Statue of Robert E. Lee removed from Dallas park now on display at golf course
A statue of Confederate Gen. Robert E. Lee that the city of Dallas removed from a public park is now on display at a golf course in West Texas, the Houston Chronicle reported.
The statue, a 1935 sculpture created by Alexander Phimister Proctor, now sits at the Lajitas Golf Resort in Terlingua, Texas.
The resort, which is owned by local billionaire pipeline mogul Kelcy Warren and managed by WSB Resorts and Clubs President Scott Beasley, received the statute through a donation in 2019, according to The Associated Press.
The statute depicts the Confederate general and another soldier on horseback. It was kept in a Dallas storage unit until it was sold at auction for $1.4 million in 2019, according to The Dallas Morning News.
Terlingua, which is near the Big Bend National Park and the Rio Grande, has less than 100 residents, none of whom are Black, according to recent census data.
Beasley told the Chronicle the statute is up just to preserve “a fabulous piece of art.”
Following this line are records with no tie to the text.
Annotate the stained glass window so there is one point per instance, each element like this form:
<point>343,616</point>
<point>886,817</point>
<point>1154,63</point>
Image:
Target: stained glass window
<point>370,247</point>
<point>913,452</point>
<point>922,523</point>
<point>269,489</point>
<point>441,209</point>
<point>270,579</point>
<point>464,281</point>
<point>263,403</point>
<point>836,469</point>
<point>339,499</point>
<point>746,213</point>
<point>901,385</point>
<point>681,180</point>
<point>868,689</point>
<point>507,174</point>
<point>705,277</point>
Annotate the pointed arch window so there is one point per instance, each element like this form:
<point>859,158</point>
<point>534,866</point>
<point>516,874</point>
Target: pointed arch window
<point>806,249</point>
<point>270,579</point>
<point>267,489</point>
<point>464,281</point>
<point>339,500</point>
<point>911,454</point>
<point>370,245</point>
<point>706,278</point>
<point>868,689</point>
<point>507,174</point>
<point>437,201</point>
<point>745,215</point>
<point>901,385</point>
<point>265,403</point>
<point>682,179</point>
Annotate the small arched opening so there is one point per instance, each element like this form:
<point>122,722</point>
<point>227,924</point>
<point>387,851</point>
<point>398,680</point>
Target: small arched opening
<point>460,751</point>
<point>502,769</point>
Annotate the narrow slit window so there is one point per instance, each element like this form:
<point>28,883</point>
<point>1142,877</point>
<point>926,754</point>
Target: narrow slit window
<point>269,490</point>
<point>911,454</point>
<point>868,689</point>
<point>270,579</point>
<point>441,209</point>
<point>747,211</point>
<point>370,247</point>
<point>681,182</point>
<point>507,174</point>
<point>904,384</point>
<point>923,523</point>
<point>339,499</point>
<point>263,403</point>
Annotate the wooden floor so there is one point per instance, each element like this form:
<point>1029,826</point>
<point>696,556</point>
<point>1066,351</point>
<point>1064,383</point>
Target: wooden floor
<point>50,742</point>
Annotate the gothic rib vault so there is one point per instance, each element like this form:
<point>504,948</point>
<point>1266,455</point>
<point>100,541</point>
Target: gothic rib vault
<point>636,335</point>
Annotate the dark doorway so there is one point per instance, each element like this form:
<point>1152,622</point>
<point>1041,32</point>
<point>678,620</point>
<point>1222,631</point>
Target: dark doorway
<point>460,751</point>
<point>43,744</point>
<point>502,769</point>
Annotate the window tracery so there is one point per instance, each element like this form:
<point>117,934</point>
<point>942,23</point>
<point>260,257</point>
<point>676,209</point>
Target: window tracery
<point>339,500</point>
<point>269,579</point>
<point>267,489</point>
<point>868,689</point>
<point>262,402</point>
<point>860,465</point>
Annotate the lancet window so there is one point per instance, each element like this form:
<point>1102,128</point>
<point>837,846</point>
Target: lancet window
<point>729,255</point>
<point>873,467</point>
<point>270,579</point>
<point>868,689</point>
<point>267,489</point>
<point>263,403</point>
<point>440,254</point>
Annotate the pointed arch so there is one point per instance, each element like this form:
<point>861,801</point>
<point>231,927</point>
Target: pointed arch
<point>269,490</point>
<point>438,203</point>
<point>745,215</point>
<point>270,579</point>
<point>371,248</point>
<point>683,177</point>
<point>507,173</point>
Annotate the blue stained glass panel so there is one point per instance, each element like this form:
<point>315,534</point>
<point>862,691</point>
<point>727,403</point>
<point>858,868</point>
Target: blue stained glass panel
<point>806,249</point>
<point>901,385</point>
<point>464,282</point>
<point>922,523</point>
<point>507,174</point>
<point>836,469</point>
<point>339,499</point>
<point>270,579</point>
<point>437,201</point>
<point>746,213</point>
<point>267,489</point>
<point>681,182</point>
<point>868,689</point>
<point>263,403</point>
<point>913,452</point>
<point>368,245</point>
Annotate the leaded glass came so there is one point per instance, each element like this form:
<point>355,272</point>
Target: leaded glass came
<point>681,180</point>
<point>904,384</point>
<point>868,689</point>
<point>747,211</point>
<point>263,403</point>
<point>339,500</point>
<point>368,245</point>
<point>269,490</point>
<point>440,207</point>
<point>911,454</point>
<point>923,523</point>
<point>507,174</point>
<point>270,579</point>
“I would say that of the 60-plus thousand guests we host each year, we’ve had one or two negative comments,” Beasley said. “I’d bet that 80 to 90 percent of the people that come to the resort take a picture of it.”
The statue was removed from the Dallas park in September 2017 amid the fallout over the racial violence in Charlottesville, Va., a month prior.
Black Lives Matter activist Brandon Mack questioned Beasley’s defense of a statue that celebrates the oppression of Black people.
“We don’t glorify the swastika; we don’t have monuments (of) Adolf Hitler,” Mack said, according to the AP.